[KERNELS][MULTI-GPU] Initialize simple multi-gpu moe baseline (#7352)

Jokeren · web-flow · commit 5045b79691a1 · 2025-07-29T23:35:17.000Z
diff --git a/.github/workflows/integration-tests-amd.yml b/.github/workflows/integration-tests-amd.yml
@@ -139,7 +139,9 @@ jobs:
             cd ../../triton_kernels/
             python3 -m pytest -s -n 12 tests/
           fi
-
+      - name: Run distributed tests
+        run: |
+          make test-distributed
       - name: Run asan tests on AMD
         if: false
         run: |
diff --git a/.github/workflows/integration-tests-nvidia.yml b/.github/workflows/integration-tests-nvidia.yml
@@ -68,13 +68,16 @@ jobs:
       - name: Update PATH
         run: |
           echo "$HOME/.local/bin" >> $GITHUB_PATH
+      - name: Setup Python environment for GB200
+        if: ${{ matrix.runner[0] == 'nvidia-gb200' }}
+        run: |
+          echo "/venv/bin" >> $GITHUB_PATH
+          echo "VIRTUAL_ENV=/venv" >> $GITHUB_ENV
+          echo "PYTHONHOME=" >> $GITHUB_ENV
       - name: Install Triton
         env:
           CUDA_HOME: "/usr/local/cuda"
         run: |
-          if [ "${{ matrix.runner[0] }}" == "nvidia-gb200" ]; then
-            source /venv/bin/activate
-          fi
           nproc
           nvidia-smi
           echo "PATH is '$PATH'"
@@ -85,20 +88,14 @@ jobs:
       - name: Run lit tests
         run: make test-lit
       - name: Run python tests on CUDA
-        run: |
-          if [ "${{ matrix.runner[0] }}" == "nvidia-gb200" ]; then
-            source /venv/bin/activate
-          fi
-          make NUM_PROCS=24 test-unit
+        run: make NUM_PROCS=24 test-unit
+      - name: Run distributed tests
+        run: make test-distributed
       - name: Run interpreter tests
         if: ${{ matrix.runner[0] == 'nvidia-h100' }}
         run: make test-interpret
       - name: Run regression tests
-        run: |
-          if [ "${{ matrix.runner[0] }}" == "nvidia-gb200" ]; then
-            source /venv/bin/activate
-          fi
-          make test-regression
+        run: make test-regression
       - name: Run C++ unittests
         run: make test-cpp
       - name: Run Proton tests
diff --git a/Makefile b/Makefile
@@ -44,6 +44,12 @@ test-unit: all
 		$(PYTEST) --capture=tee-sys -rfs -vvv python/test/unit/instrumentation/test_gpuhello.py
 	$(PYTEST) -s -n $(NUM_PROCS) python/test/gluon
 
+.PHONY: test-distributed
+test-distributed: all
+	$(PYTHON) -m pip install --upgrade pip
+	$(PYTHON) -m pip install python/triton_kernels -v
+	$(PYTEST) -s python/triton_kernels/bench/distributed.py
+
 .PHONY: test-gluon
 test-gluon: all
 	$(PYTEST) -s -n $(NUM_PROCS) python/test/gluon
diff --git a/python/triton/language/standard.py b/python/triton/language/standard.py
@@ -317,9 +317,9 @@ def _or_combine(x, y):
 
 @core._tensor_member_fn
 @jit
-@core._add_reduction_docstr("reduce_of")

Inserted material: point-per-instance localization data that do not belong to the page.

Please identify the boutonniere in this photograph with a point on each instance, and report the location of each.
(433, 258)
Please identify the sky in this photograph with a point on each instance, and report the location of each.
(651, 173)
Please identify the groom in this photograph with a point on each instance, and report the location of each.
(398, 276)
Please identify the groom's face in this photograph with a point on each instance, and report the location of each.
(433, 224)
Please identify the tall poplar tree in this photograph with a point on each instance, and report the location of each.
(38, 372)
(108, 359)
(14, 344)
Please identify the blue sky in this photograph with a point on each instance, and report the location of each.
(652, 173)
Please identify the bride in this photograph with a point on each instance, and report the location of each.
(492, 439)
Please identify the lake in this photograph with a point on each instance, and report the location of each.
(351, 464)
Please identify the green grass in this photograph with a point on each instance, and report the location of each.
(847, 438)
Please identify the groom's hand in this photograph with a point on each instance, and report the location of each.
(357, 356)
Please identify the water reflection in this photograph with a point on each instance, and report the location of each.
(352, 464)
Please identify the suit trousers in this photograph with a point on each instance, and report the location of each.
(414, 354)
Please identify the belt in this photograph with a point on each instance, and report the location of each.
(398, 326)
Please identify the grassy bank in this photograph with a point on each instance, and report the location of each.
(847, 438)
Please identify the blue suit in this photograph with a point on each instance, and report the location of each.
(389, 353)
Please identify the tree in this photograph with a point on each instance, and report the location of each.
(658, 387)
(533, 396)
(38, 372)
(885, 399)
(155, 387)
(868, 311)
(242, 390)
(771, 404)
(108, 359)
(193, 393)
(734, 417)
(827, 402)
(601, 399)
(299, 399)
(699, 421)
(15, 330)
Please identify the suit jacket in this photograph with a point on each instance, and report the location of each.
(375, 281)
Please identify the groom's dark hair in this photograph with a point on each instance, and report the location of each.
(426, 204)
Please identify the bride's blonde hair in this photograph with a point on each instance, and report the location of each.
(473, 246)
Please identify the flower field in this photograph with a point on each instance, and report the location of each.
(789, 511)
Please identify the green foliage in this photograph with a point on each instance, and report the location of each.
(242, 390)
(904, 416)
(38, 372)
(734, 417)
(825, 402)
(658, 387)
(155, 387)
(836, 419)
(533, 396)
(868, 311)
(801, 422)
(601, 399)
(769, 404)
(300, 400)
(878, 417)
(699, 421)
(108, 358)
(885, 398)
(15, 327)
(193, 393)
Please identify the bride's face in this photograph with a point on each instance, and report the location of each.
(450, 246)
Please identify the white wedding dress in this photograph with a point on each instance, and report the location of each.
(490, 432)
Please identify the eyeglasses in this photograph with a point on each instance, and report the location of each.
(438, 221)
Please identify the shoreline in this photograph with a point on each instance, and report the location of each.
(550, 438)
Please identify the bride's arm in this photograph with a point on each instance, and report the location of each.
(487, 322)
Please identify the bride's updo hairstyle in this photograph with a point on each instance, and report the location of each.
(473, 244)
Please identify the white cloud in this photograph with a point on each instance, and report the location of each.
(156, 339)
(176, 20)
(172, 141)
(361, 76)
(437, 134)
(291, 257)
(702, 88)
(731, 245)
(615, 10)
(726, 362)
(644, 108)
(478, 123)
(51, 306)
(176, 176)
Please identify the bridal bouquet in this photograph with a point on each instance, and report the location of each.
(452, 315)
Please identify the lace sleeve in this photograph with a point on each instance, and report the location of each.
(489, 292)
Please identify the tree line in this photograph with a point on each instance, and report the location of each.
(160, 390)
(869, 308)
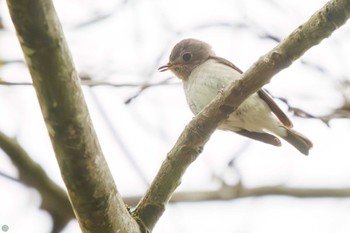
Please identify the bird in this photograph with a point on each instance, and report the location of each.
(204, 75)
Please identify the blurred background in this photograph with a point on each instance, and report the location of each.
(236, 185)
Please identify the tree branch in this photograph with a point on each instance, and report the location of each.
(54, 198)
(197, 132)
(235, 192)
(97, 204)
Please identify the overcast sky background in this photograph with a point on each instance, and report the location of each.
(126, 45)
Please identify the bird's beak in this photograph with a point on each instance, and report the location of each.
(165, 67)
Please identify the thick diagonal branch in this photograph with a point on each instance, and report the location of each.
(54, 198)
(91, 189)
(197, 132)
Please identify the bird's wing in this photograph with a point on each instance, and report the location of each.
(262, 137)
(262, 94)
(275, 109)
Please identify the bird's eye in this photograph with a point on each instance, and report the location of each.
(186, 57)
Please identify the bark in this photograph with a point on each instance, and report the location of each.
(96, 202)
(54, 198)
(190, 143)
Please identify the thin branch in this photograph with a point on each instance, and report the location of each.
(236, 192)
(54, 198)
(91, 188)
(198, 131)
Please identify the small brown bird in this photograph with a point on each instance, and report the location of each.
(204, 75)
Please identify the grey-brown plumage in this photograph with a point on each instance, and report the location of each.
(204, 75)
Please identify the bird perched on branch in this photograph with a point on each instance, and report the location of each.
(204, 75)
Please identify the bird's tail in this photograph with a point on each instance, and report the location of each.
(299, 141)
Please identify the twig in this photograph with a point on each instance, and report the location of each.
(198, 131)
(54, 198)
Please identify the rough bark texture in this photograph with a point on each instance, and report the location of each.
(93, 194)
(197, 132)
(54, 198)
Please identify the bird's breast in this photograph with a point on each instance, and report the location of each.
(205, 82)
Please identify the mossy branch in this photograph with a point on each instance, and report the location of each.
(190, 143)
(96, 202)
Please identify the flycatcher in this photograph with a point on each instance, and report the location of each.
(204, 75)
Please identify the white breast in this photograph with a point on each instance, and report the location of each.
(205, 82)
(208, 79)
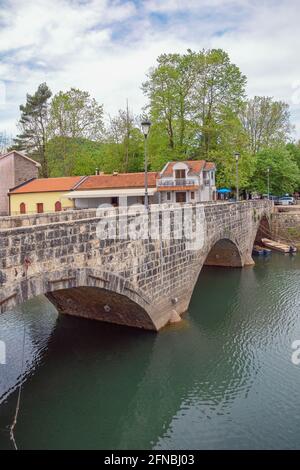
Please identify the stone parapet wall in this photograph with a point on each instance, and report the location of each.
(286, 226)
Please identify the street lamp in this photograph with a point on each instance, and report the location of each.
(237, 156)
(268, 175)
(146, 129)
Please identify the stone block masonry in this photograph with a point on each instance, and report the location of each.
(143, 283)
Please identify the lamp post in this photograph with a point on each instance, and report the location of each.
(268, 175)
(237, 156)
(145, 129)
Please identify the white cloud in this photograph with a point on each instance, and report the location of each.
(106, 47)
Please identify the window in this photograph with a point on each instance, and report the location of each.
(181, 197)
(40, 207)
(58, 207)
(179, 174)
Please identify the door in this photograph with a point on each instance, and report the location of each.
(58, 206)
(179, 174)
(40, 207)
(181, 197)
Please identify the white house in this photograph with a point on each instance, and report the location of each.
(187, 181)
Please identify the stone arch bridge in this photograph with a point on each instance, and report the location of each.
(143, 282)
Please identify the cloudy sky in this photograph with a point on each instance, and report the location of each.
(107, 46)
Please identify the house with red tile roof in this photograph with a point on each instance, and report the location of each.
(15, 168)
(117, 189)
(184, 181)
(43, 195)
(187, 181)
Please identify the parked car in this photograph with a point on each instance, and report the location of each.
(286, 201)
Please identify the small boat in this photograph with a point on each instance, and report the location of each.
(258, 250)
(278, 246)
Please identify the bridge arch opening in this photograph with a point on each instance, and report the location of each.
(224, 253)
(100, 304)
(263, 231)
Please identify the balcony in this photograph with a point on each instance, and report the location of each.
(182, 182)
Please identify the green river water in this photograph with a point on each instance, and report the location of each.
(221, 379)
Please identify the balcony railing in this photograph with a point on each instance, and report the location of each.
(177, 182)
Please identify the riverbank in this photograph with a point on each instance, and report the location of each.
(286, 224)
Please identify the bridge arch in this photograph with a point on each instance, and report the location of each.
(90, 293)
(224, 252)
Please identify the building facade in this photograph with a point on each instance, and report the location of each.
(181, 182)
(118, 189)
(15, 169)
(187, 181)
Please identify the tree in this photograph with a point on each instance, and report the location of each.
(33, 126)
(168, 89)
(74, 116)
(125, 141)
(189, 96)
(284, 172)
(5, 141)
(218, 92)
(294, 150)
(266, 122)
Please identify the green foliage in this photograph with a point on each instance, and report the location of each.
(198, 109)
(284, 172)
(33, 126)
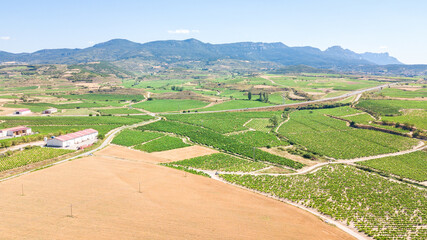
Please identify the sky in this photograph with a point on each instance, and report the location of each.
(395, 26)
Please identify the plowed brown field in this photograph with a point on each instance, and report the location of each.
(107, 204)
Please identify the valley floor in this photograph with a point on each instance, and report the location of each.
(108, 203)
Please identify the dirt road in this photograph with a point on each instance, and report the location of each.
(108, 204)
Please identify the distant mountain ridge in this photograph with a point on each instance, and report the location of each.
(193, 49)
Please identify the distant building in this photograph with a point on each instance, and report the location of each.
(22, 111)
(50, 111)
(15, 131)
(73, 139)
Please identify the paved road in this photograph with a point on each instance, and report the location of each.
(107, 141)
(357, 92)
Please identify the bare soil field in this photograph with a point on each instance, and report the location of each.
(108, 204)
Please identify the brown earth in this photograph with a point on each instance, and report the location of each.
(185, 95)
(107, 204)
(409, 88)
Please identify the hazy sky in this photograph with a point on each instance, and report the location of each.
(395, 26)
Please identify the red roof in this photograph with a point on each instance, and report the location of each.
(15, 129)
(70, 136)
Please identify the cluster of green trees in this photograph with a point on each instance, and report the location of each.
(263, 97)
(176, 88)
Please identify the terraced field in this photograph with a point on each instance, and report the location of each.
(236, 104)
(134, 137)
(390, 107)
(221, 162)
(259, 139)
(168, 105)
(210, 138)
(331, 137)
(223, 122)
(162, 144)
(416, 117)
(374, 205)
(412, 165)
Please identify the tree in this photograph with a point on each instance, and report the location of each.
(274, 120)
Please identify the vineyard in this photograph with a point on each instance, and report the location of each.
(28, 156)
(390, 107)
(162, 144)
(230, 122)
(54, 121)
(236, 104)
(374, 205)
(260, 124)
(219, 141)
(412, 165)
(416, 117)
(331, 137)
(259, 139)
(166, 105)
(108, 111)
(221, 162)
(105, 97)
(134, 137)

+@core._add_reduction_docstr("reduce_or")
 def reduce_or(input, axis, keep_dims=False):
-    core.static_assert(input.type.scalar.is_int(), "reduce_of only supported for integers")
+    core.static_assert(input.type.scalar.is_int(), "reduce_or only supported for integers")
     return core.reduce(input, axis, _or_combine, keep_dims=keep_dims)
 
 
diff --git a/python/triton_kernels/bench/bench_mlp.py b/python/triton_kernels/bench/bench_mlp.py
@@ -4,46 +4,25 @@
 import triton.profiler as proton
 from triton.profiler import viewer
 import torch
+import argparse
 import triton_kernels
 import triton_kernels.swiglu
-from triton_kernels.numerics_details.mxfp import downcast_to_mxfp
 from triton_kernels.matmul_ogs import matmul_ogs, PrecisionConfig, FlexCtx, FnSpecs, FusedActivation
-from triton_kernels.numerics import InFlexData
-from triton_kernels.routing import routing
-from triton_kernels.target_info import is_cuda, is_hip, get_cdna_version, cuda_capability_geq
-from triton_kernels.tensor import convert_layout
-from triton_kernels.tensor import wrap_torch_tensor, FP4
+from triton_kernels.target_info import is_hip, get_cdna_version
 from dataclasses import dataclass
+import distributed as triton_dist
 from triton_kernels.tensor_details import layout
+from bench_utils import quantize_weight
 
 if torch.cuda.is_available() and not is_hip():
     from triton._C.libtriton import nvidia
+
     cublas_workspace = torch.empty(32 * 1024 * 1024, device="cuda", dtype=torch.uint8)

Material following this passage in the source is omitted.